高い次元にチャレンジし続ける人は、それゆえに謙虚になるのです。  

スポーツ選手でもオリンピックを目指しているような人は、自分の限界に挑戦しています。
だから謙虚な選手が多いのです。一方、目標が低い人は自分の限界に挑戦していないので、過信して井の中の
蛙と化し、傲慢になっている場合があります。謙虚さを身につけるためにも、高い目標を持つことが必要なのです。

 

■自分を知り、自分を深く掘る  

さて、サーバントリーダーになる出発点があります。それは、「自分は何者か」「本当の自分はどういう人間か」
「自分はどういう存在でありたいのか」を問うことです。自問自答する必要があるのです。  

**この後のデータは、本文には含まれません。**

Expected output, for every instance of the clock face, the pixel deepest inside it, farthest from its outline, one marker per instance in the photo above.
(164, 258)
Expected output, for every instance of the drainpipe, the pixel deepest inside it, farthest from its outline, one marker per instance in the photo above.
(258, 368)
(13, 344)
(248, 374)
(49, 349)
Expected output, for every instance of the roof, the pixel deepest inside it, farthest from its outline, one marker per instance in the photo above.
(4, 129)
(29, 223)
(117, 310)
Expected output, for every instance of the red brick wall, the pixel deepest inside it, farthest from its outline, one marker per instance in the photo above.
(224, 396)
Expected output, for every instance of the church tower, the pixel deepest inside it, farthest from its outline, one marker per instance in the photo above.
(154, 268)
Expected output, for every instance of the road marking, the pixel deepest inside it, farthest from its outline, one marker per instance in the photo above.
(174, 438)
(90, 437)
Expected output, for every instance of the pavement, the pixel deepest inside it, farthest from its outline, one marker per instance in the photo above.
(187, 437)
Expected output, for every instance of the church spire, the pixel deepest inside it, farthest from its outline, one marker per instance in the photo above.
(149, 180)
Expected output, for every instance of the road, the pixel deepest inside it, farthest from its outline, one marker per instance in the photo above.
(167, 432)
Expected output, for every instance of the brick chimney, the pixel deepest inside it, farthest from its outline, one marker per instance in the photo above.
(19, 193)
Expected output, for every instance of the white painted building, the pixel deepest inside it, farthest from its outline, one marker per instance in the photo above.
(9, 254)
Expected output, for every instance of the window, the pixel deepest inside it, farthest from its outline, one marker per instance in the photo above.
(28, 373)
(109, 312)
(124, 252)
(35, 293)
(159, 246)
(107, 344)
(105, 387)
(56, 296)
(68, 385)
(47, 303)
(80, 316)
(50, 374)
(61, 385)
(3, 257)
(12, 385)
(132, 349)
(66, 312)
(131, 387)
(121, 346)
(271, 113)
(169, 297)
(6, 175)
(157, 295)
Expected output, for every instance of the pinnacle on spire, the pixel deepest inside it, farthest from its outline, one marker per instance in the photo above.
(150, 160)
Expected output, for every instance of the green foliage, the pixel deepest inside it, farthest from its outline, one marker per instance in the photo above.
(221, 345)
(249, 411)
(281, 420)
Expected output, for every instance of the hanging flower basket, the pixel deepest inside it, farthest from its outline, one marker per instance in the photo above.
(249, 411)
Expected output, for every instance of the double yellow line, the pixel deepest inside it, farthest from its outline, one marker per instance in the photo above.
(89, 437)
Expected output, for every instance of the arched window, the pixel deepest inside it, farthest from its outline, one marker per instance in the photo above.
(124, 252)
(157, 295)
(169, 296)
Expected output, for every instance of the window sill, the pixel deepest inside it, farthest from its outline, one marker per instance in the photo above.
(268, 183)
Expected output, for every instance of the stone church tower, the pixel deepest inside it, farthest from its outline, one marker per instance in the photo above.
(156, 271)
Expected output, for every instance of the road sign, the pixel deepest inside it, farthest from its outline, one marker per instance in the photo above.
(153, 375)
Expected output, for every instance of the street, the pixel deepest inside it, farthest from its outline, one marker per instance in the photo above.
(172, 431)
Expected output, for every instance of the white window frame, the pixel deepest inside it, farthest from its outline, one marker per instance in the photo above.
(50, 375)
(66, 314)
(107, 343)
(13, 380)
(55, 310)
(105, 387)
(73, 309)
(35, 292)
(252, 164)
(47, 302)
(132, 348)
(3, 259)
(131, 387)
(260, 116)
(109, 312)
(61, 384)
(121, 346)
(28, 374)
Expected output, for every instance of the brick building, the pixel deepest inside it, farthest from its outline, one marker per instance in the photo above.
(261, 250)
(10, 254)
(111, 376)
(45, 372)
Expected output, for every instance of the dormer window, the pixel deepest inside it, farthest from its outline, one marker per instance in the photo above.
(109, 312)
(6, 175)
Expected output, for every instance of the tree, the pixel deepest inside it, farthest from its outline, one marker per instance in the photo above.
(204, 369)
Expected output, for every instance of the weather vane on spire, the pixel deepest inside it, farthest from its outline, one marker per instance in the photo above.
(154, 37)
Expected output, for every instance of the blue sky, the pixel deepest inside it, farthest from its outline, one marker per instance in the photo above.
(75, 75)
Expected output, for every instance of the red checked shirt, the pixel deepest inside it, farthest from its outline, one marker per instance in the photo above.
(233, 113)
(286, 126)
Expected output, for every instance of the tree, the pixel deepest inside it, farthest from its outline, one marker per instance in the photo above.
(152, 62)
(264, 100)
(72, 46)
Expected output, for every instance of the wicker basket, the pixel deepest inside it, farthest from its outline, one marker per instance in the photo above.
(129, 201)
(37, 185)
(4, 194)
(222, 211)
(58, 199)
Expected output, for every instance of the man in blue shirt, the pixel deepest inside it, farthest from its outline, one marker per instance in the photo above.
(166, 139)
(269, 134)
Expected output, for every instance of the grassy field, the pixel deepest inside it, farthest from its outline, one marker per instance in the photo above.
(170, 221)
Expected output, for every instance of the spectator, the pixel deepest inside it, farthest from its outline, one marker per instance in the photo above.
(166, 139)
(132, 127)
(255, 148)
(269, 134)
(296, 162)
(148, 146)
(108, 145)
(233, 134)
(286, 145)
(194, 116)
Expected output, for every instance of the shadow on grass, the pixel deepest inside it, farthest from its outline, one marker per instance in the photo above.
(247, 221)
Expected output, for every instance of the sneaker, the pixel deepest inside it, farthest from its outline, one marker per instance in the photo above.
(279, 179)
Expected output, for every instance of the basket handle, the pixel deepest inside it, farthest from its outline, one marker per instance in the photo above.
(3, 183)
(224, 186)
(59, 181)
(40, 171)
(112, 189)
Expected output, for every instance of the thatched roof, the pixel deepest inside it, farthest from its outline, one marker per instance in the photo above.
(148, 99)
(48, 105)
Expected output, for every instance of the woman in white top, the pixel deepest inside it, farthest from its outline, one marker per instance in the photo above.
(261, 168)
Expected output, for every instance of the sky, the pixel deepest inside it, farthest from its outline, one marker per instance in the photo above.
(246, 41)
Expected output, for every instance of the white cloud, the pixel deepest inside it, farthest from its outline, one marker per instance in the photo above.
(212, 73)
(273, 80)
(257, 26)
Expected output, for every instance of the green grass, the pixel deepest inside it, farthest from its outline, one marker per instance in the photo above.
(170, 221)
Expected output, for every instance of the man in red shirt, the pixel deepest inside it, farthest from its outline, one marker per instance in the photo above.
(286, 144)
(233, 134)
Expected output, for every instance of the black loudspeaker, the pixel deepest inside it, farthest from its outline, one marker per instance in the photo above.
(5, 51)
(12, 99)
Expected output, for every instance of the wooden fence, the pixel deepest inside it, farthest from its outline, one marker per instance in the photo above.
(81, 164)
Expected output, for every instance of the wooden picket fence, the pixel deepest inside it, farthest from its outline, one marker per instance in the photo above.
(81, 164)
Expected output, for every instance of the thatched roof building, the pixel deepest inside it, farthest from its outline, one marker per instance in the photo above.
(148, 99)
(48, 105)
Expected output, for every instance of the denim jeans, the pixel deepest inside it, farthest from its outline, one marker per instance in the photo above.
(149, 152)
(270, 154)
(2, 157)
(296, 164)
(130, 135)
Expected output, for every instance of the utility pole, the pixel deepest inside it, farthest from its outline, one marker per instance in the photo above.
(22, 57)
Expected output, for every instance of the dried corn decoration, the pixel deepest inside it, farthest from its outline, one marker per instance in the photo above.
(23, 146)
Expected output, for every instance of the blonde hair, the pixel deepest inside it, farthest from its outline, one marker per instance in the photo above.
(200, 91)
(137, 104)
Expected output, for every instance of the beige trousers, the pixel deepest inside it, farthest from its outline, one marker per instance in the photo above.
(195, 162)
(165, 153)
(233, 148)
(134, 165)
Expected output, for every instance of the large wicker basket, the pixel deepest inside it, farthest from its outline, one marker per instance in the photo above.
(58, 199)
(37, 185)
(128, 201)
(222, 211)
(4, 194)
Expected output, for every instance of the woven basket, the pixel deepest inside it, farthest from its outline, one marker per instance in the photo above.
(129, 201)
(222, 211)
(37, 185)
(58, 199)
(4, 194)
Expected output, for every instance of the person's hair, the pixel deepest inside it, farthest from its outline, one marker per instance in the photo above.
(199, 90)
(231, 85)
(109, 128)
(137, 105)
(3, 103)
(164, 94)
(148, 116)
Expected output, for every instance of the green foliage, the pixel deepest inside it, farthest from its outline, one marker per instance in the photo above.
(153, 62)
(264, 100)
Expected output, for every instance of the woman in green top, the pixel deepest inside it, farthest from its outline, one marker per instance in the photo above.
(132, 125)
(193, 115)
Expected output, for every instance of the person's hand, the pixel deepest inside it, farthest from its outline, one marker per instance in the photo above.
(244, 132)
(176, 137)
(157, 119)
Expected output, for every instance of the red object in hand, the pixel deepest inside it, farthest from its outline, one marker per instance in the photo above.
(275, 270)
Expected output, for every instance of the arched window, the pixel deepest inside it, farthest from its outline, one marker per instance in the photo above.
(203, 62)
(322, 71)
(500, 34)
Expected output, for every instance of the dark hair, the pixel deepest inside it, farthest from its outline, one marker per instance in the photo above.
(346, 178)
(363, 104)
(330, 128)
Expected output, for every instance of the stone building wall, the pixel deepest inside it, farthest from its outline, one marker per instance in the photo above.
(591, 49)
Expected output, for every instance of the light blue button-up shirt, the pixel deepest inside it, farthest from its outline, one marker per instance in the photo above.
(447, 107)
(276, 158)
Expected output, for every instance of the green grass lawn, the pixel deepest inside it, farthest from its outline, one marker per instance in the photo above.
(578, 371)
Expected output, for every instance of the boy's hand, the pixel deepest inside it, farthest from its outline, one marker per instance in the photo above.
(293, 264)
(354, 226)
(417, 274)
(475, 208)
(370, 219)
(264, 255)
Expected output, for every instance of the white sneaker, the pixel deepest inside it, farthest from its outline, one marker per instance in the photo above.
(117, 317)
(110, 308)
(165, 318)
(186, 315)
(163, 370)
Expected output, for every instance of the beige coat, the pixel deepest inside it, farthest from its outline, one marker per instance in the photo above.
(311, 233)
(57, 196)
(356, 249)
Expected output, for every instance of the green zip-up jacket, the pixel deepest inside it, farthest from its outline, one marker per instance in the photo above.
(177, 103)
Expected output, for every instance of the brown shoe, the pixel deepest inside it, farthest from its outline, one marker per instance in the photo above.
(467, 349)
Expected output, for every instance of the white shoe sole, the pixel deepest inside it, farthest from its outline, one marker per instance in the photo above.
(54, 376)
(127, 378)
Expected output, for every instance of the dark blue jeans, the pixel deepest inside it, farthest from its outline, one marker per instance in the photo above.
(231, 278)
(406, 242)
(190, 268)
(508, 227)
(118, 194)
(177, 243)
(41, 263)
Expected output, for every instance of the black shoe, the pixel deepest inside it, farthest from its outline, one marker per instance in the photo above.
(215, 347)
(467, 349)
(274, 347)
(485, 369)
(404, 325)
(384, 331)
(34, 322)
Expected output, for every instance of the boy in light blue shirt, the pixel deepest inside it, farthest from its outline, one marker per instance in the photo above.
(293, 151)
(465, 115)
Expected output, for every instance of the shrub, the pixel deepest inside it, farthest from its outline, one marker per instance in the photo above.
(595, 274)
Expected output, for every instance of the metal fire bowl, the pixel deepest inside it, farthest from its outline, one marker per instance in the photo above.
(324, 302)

しかし、私たちは日々目の前のことに追われて、じっくり内省していません。新しい知識や技術を習得するためには
時間を割くのに、内省に時間を割こうとはしません。ですが、昔から日本では本当に優れたリーダーは、
座禅を組んだり内観をしたり瞑想をすることで、内省に取り組んできました。  

自分を深く掘る作業は辛く、時間のかかる仕事です。自分を深く掘った先に出会える「本当の自分」とは
何なのでしょうか。それは「使命」を背負った自分だと思います。 「使命」の意味を辞書でひいてみると、
「与えられた重大な務め。責任をもって果たさなければならない任務」とあります。使命とは必ずしも自分が
望んだものではないのです。第三者がリーダーに託したものなのです。つまり「使命」に生きるとは
「人に奉仕する」ことに他なりません。  

リーダーが歩み始める時にはある「想い」が起こり、それが強烈なものとなり「野心」となります。
リーダーは社会でもまれるうちに「自分の不完全さ」を学び、「謙虚さ」を獲得していきます。
またさまざまな人とのかかわりの中で「愛」を知り、いろいろな人のお蔭で生きている自分を知り、
「つながりの世界観」を身につけていきます。こうやってサーバントハートを磨いていくのです。
修羅場や試練を通して、「自分とは何者か?」「何を大切にしているのか?」を問い続け、
「自分にはこれしかない」「これで人生を全うしていこう」という使命を持った「本当の自分」に
出会うのだと思います。  

リーダーはこうやって試練の中で使命を発見するのです。使命は自分勝手に決めたものではなく、
天から与えられたものです。ここでいう天とは、社会や世の中から与えられたものだと解釈してもよいと
思います。  

世界がますます複雑になり、相互依存の関係になる現代において、リーダーが自分のことだけ、
自分の組織のことだけを考えていては、結局のところ自分の組織も自分も行き詰まってしまいます。
今こそリーダーの在り方を再構築し、相手のことも考え、下から支えるリーダー、すなわちサーバントリーダーに
成長することこそ歴史の必然だと私は感じています。